Aşırı-kar kaynaklı enflasyonla mücadelede önerdiğimiz önemli maliye politikası enstrümanlarından biri de aşırı-kar vergisidir.

Kur-faiz konusuna tekrar gelecek olursak:

Öncelikle şu sorunu tespit edelim:

2001 krizi sonrasında üretim yapan tüm Kamu İktisadi Teşebbüslerini “verimlilik artacak” vaadiyle özelleştirip (verimlilik artmadı düştü- artsaydı bu durumda olunmazdı bugün) ülke ekonomisini cari açık vermek üzere ithalat bağımlı yapıp, bu yolla enflasyonu kurla ilişkilendirip sonra da enflasyonun düşük kalması  için faizleri yüksek tutmayı salık vermek sorunlu bir politika önerisidir. Daha sorunlu olan ise, hem cari açık artınca hem de cari açık düşünce artan bütçe açığını kapatmak için kemer sıkma önermektir. Vergi gelirlerinin önemli bir bölümü ithal tüketimden ve ithalattan beslenmek üzere tasarlandığından, cari açık düşünce bütçe açığı artmakta ve sonrasında dayattıkları denk bütçe hedefi çerçevesinde bütçe açığını kapatmak için KDV, ÖTV zamlarıyla tekrar kemer sıkma önermektirler.

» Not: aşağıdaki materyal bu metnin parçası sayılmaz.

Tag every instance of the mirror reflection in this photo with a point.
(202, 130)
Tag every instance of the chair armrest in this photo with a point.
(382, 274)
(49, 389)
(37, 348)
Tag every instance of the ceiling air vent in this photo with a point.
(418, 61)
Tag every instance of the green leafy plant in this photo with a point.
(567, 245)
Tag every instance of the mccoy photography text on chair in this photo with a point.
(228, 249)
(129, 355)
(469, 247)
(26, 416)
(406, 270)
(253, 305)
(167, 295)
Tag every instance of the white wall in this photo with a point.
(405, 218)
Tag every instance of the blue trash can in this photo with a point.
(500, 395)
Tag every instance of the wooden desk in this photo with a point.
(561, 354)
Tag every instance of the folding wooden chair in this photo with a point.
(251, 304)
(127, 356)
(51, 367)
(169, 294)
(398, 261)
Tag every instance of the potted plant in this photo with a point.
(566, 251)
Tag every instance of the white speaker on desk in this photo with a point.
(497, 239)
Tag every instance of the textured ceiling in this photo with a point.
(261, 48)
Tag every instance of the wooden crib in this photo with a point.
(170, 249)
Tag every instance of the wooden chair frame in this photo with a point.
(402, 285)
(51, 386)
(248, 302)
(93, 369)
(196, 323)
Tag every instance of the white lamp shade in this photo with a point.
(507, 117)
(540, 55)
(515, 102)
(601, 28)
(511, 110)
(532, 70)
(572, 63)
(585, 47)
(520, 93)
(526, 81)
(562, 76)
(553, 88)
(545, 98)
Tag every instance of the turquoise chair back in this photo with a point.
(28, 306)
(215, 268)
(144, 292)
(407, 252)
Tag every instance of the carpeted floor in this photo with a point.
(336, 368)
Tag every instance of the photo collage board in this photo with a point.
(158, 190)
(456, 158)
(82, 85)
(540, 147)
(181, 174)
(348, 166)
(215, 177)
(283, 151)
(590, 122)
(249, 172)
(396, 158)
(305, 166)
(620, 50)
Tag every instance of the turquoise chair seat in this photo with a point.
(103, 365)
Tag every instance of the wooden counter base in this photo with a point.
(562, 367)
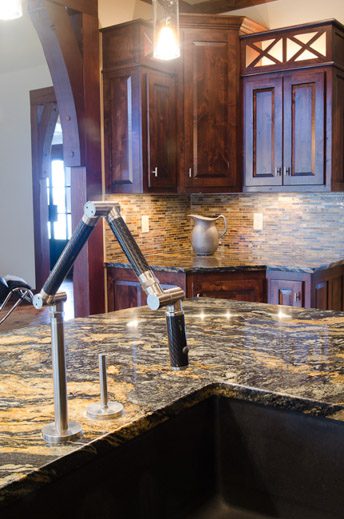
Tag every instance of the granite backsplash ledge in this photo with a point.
(296, 225)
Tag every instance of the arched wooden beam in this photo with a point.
(69, 35)
(64, 59)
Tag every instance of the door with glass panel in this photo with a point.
(59, 204)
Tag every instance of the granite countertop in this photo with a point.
(187, 261)
(279, 356)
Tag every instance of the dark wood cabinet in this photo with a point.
(291, 289)
(124, 290)
(293, 109)
(322, 289)
(140, 113)
(140, 131)
(304, 128)
(263, 136)
(210, 116)
(174, 126)
(241, 286)
(285, 129)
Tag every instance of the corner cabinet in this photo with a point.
(209, 112)
(293, 109)
(174, 126)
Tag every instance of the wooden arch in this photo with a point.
(68, 31)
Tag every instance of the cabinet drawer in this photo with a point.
(284, 292)
(232, 285)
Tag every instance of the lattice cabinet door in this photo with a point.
(287, 48)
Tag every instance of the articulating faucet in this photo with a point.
(61, 430)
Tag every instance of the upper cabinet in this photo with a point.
(174, 126)
(293, 109)
(140, 113)
(210, 118)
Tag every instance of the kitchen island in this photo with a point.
(288, 359)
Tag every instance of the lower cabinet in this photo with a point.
(124, 290)
(289, 288)
(322, 289)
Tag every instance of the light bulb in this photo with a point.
(167, 45)
(166, 29)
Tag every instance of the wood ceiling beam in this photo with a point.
(216, 6)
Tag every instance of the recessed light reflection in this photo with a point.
(282, 315)
(133, 324)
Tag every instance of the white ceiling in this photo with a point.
(20, 47)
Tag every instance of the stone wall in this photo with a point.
(304, 226)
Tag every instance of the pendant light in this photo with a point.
(10, 9)
(166, 29)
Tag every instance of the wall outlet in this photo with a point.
(258, 221)
(145, 223)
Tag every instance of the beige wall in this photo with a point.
(22, 68)
(291, 12)
(112, 12)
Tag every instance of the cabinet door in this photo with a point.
(211, 86)
(286, 292)
(304, 128)
(233, 285)
(263, 131)
(160, 156)
(122, 131)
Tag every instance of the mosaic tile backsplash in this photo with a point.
(169, 225)
(305, 226)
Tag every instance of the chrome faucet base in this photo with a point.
(53, 436)
(99, 412)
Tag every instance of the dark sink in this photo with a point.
(219, 459)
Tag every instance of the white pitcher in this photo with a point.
(205, 236)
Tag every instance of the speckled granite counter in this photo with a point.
(186, 261)
(292, 360)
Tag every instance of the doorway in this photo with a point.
(51, 183)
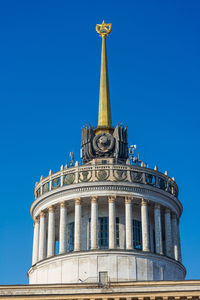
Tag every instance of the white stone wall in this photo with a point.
(120, 265)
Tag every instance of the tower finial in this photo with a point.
(104, 117)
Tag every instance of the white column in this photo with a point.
(175, 236)
(36, 241)
(145, 226)
(112, 221)
(77, 226)
(51, 232)
(42, 237)
(94, 222)
(168, 233)
(63, 228)
(129, 222)
(158, 229)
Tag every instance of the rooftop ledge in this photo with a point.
(109, 172)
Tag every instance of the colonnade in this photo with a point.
(43, 248)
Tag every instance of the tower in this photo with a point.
(112, 219)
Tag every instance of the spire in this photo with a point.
(104, 117)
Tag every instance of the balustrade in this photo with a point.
(42, 231)
(80, 174)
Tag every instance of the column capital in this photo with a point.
(144, 202)
(77, 201)
(42, 214)
(157, 206)
(51, 208)
(36, 220)
(94, 199)
(128, 200)
(63, 204)
(111, 199)
(167, 210)
(174, 216)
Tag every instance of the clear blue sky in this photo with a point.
(49, 86)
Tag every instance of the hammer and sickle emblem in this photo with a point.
(103, 29)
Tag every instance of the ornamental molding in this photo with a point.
(105, 189)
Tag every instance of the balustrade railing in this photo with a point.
(108, 172)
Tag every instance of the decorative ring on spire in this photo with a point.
(103, 29)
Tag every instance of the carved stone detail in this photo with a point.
(85, 176)
(120, 174)
(136, 176)
(69, 179)
(102, 174)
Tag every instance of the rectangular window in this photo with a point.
(137, 234)
(103, 232)
(70, 237)
(117, 231)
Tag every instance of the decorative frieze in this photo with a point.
(110, 172)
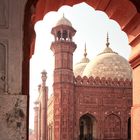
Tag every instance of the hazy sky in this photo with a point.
(91, 26)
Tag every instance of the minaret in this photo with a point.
(63, 86)
(42, 109)
(36, 120)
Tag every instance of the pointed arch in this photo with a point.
(87, 127)
(112, 127)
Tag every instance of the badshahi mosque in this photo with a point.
(91, 100)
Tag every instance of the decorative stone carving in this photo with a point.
(4, 14)
(13, 117)
(2, 67)
(112, 127)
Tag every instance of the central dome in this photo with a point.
(108, 64)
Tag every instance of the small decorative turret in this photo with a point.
(63, 30)
(107, 40)
(44, 77)
(107, 48)
(85, 59)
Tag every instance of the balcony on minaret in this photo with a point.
(63, 31)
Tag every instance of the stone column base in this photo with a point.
(13, 117)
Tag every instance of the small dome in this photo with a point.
(79, 68)
(108, 64)
(64, 21)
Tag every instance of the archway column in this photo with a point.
(135, 111)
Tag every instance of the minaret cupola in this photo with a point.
(63, 31)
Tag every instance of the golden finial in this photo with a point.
(107, 43)
(63, 15)
(44, 77)
(85, 51)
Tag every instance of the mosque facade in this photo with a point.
(91, 100)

Dolayısıyla en başından beri enflasyon-kur bağını kırmak için öncelikle ithalat bağımlılığını düşürecek, dış ticaretin bu sürekli açık veren mevcut kompozisyonunu dönüştürecek kamusal yatırımlar öneriyoruz.

“Faiz artışı, sadece ya da öncelikle talebi düşürmek için mi öneriliyor sanıyorlar?” diyor Fatih Bey. Hayır, kuru dizginlemek hedefinin de olduğunun farkındayız ama hem sert ve sürekli faiz artışlarının iflasları tetiklemesiyle ücretleri ve istihdamı baskılayacağını vurguluyoruz, hem de kurdaki artışın üzerine çıkan bir üretim artışının birim maliyetleri düşürerek dezenflasyonist olacağını söylüyoruz.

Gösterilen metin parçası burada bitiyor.